Meine Bitte, kann jemand im ausgebauten Zustand den Widerstand zwischen Plus und dem Auspuffstutzen messen? Danke euch!

Moin gwo,

bin frisch zurück in Hannover und damit auch zurück an der Front der China Diesel Heizungen. Soweit ich es in Erinnerung hatte, ist die Hauptplatine in der Heizung nicht mit dem Brenner verbunden. Das Gehäuse vom Brenner hätte über die Abgasleitung aus Metall eine leitende Verbindung nach aussen.

Ich hab daraufhin eine meiner Heizungen durchgemessen. Das erste Bild zeigt, wo ich zunächst (um sicher zu gehen) 12 Volt gemessen hab. Dazu hab ich zwei Büroklammern in die Kontakte gesteckt. Wie zu erwarten 12 Volt, damit weiß man wo Plus und Minus / Masse ist.

Zweites Bild: Massepunkt an der Abgasleitung.

Um genau zu messen zieht man nun den Stecker ganz ab.

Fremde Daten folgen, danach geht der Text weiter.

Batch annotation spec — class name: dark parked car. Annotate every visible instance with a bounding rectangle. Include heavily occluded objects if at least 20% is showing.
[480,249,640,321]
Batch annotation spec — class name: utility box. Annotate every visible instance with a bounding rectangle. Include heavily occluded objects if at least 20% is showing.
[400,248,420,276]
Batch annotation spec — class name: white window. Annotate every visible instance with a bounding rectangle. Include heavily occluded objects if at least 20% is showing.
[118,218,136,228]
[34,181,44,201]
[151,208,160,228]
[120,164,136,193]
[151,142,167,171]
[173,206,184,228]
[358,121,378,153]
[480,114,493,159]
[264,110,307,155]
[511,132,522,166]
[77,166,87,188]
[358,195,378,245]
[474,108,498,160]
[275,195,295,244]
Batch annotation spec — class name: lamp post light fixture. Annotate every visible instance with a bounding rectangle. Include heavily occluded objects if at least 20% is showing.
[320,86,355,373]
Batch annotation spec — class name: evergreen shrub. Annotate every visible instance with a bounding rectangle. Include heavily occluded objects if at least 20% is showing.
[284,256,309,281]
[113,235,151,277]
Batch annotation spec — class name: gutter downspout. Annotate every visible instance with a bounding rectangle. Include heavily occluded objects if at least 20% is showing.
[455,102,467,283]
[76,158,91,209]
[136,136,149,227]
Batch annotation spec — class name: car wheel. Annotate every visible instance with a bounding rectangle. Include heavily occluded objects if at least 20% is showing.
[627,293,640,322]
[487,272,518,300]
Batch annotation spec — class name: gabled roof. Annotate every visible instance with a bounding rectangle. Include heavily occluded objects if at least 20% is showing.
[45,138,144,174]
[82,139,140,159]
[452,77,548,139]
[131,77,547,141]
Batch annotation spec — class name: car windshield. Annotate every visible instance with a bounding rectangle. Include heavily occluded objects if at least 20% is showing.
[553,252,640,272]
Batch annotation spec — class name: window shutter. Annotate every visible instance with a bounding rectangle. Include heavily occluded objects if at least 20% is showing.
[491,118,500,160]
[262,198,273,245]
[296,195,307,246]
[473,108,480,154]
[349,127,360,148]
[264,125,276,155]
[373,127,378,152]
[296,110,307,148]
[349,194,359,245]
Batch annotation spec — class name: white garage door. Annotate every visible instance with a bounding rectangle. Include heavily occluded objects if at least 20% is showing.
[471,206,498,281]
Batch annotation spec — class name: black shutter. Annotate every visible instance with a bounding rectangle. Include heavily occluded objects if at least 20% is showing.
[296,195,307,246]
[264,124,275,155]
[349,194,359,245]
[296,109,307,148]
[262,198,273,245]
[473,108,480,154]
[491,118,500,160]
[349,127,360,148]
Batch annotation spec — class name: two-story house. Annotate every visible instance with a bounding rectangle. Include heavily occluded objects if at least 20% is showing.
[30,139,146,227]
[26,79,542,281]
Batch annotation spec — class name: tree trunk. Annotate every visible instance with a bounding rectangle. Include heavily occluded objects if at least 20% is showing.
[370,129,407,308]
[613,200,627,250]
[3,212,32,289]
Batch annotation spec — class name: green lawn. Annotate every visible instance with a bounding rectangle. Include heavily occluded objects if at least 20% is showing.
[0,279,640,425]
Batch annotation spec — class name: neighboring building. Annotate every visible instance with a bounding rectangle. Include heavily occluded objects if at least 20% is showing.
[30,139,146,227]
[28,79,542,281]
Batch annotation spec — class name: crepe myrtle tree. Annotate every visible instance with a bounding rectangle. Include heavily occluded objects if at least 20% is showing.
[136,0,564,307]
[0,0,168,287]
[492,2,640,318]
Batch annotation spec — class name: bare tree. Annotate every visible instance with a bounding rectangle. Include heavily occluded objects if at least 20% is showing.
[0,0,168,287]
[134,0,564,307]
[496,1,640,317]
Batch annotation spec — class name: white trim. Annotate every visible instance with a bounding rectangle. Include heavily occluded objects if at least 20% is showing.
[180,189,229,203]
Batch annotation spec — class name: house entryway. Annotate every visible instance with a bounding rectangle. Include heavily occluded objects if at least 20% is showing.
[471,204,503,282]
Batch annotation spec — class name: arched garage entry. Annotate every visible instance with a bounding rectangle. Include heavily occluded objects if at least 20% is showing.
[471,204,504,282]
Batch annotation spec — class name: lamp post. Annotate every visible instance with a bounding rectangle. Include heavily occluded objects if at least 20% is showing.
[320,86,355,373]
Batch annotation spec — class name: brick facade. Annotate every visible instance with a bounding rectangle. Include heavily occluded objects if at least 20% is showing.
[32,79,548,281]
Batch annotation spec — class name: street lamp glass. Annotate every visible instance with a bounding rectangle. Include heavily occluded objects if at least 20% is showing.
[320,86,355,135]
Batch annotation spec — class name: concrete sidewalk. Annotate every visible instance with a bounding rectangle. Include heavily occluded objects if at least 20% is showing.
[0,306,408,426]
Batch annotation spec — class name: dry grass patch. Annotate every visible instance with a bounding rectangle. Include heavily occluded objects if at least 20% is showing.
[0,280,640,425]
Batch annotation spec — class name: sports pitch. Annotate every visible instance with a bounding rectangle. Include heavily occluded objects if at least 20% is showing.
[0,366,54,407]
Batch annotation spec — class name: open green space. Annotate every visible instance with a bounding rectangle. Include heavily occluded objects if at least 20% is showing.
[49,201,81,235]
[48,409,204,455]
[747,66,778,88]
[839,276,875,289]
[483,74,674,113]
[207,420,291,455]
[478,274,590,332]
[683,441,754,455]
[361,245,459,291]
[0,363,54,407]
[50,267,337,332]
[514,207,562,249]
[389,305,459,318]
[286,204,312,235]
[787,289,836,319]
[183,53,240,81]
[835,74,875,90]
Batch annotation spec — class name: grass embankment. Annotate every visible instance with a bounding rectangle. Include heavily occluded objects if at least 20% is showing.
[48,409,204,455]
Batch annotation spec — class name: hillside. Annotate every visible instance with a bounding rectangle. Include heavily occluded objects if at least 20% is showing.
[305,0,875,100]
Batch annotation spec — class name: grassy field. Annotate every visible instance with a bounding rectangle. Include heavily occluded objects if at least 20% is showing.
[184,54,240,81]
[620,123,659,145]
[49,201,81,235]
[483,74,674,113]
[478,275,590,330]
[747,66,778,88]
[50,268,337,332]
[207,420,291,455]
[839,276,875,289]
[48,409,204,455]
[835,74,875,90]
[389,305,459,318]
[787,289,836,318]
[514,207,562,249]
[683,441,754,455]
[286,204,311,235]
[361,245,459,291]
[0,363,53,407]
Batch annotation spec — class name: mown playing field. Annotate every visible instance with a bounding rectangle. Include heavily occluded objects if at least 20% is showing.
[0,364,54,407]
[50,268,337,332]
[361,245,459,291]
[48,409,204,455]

Das ist wichtig, da man sonst den Widerstand vom Netzteil (oder von irgendwas) messen würde. In den abgemachten Stecker kommt man dann bequem mit einer Krokodilklemme rein.

Bild drei: Widerstand vom Pluspol (Versorgungsspannung) gegen Brenner / Abgasleitung. Das Messgerät zeigt 0,820 MegaOhm an, macht 820 Kiloohm.

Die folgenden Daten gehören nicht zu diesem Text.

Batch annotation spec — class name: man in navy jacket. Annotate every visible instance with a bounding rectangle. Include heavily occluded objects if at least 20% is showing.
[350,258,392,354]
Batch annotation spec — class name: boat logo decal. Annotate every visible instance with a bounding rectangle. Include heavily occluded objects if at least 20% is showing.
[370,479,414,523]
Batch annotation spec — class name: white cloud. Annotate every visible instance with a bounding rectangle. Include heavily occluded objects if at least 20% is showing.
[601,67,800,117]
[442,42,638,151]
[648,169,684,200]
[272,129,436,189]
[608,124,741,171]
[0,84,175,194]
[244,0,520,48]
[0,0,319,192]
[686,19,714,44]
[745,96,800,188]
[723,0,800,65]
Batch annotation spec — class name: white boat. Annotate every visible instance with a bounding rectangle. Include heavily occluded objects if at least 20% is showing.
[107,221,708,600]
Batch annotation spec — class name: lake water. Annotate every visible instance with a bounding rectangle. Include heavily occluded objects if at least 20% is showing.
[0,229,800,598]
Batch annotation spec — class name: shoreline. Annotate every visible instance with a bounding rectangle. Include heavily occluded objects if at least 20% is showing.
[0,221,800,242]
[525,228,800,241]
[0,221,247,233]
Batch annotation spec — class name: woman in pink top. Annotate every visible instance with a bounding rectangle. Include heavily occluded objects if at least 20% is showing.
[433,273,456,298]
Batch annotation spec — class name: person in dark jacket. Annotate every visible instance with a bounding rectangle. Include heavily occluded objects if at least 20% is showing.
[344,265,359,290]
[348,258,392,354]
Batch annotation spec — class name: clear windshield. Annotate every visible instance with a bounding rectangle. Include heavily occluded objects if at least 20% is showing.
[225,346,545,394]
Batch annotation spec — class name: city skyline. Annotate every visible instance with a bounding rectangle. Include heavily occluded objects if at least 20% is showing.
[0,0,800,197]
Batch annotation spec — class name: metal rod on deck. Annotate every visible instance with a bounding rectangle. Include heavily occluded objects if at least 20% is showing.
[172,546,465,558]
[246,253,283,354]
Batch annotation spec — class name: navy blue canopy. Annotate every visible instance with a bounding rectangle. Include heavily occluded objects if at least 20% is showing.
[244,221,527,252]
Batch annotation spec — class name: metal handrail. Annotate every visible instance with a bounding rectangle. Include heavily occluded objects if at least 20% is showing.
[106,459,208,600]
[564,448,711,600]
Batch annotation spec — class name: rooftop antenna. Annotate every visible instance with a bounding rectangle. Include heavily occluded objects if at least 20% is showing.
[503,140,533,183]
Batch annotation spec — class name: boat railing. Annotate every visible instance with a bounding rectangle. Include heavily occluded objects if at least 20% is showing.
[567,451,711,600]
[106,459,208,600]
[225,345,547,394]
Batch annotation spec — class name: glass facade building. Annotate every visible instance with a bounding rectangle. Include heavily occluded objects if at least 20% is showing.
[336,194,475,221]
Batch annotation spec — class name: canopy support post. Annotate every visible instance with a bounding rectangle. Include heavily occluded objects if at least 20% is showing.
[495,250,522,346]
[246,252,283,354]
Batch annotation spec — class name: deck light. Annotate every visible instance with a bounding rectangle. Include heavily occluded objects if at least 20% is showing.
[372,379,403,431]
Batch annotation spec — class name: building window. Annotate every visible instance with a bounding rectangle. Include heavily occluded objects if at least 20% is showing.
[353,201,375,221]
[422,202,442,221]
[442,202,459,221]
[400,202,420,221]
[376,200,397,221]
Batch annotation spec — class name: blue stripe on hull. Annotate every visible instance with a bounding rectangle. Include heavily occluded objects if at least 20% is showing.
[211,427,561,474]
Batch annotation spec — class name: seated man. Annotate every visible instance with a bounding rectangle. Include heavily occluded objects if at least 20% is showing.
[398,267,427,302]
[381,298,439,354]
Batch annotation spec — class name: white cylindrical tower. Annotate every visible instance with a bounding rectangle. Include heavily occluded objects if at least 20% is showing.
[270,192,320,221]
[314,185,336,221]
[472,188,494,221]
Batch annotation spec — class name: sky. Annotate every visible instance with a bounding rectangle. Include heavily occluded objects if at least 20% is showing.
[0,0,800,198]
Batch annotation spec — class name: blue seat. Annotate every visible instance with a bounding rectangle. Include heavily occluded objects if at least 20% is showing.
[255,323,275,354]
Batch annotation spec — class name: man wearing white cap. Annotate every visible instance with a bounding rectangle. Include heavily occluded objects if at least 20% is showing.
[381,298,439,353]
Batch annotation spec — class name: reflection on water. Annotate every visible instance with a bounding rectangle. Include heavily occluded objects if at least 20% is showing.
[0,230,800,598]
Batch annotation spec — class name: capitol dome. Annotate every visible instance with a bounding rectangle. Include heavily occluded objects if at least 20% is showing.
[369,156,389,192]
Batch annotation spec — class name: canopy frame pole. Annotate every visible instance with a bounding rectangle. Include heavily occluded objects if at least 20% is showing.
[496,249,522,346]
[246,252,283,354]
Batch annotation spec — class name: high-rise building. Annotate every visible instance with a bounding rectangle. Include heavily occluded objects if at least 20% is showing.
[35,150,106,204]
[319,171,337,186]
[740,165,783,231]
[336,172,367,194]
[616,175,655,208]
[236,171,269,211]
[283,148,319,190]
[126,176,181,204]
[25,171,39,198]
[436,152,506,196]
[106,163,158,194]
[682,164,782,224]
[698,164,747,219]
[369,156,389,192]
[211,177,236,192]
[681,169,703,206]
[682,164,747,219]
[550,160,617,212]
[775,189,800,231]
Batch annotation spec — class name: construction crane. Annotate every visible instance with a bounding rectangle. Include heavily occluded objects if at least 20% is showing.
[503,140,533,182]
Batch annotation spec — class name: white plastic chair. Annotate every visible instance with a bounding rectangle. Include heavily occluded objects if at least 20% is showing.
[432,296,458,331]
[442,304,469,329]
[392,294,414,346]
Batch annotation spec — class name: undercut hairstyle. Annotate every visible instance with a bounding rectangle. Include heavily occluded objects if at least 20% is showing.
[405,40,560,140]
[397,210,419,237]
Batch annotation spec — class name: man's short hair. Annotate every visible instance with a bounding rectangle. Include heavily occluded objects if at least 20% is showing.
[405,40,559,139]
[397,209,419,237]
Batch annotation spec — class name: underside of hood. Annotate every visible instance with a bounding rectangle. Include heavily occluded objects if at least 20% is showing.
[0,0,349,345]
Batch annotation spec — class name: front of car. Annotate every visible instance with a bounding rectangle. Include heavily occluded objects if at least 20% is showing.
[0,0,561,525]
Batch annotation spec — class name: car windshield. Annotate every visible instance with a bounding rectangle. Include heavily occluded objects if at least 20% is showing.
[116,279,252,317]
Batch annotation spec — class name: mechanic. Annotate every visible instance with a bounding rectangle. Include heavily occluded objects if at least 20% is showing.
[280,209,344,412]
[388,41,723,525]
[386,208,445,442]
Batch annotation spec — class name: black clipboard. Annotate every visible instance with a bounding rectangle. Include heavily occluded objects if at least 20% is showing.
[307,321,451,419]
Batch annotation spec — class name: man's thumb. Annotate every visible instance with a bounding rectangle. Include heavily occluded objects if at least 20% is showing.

Bild vier: Widerstand vom Minuspol gegen den Brenner / Abgasleitung. Hier sind es etwa 500 KOhm.

Das ist alles ziemlich hochohmig, vor allem bei 12 Volt. Bei meiner Heizung fließt daher kein Strom in das Gehäuse, wie erwartet sind die Versorgungsleitungen vom Metall Gehäuse getrennt.

Du müsstest jetzt Mal gucken, ob deine Heizung ähnlich ist und die Messung exakt so wie ich sie gemacht hab wiederholen. Bei Ohm kann man sich auch gut täuschen. Mein Verdacht ist, daß da noch irgendwas von der alten Heizung reinstört oder an der Elektrik im Boot ist etwas ungewöhnlich. Failsafe müsste es sein, testweise eine aufgeladene, isolierte 12 Volt Batterie nur für die Heizung zu verwenden, um der ganzen Sache Mal auf den Grund zu gehen.

Du kannst die Heizung ja auch Mal öffnen und nachsehen, ob dir irgend was ungewöhnliches auffällt. Beispielweise, ob der Sensor für die Temperatur irgendwie schief montiert ist und elektrischen Kontakt zum Gehäuse hat.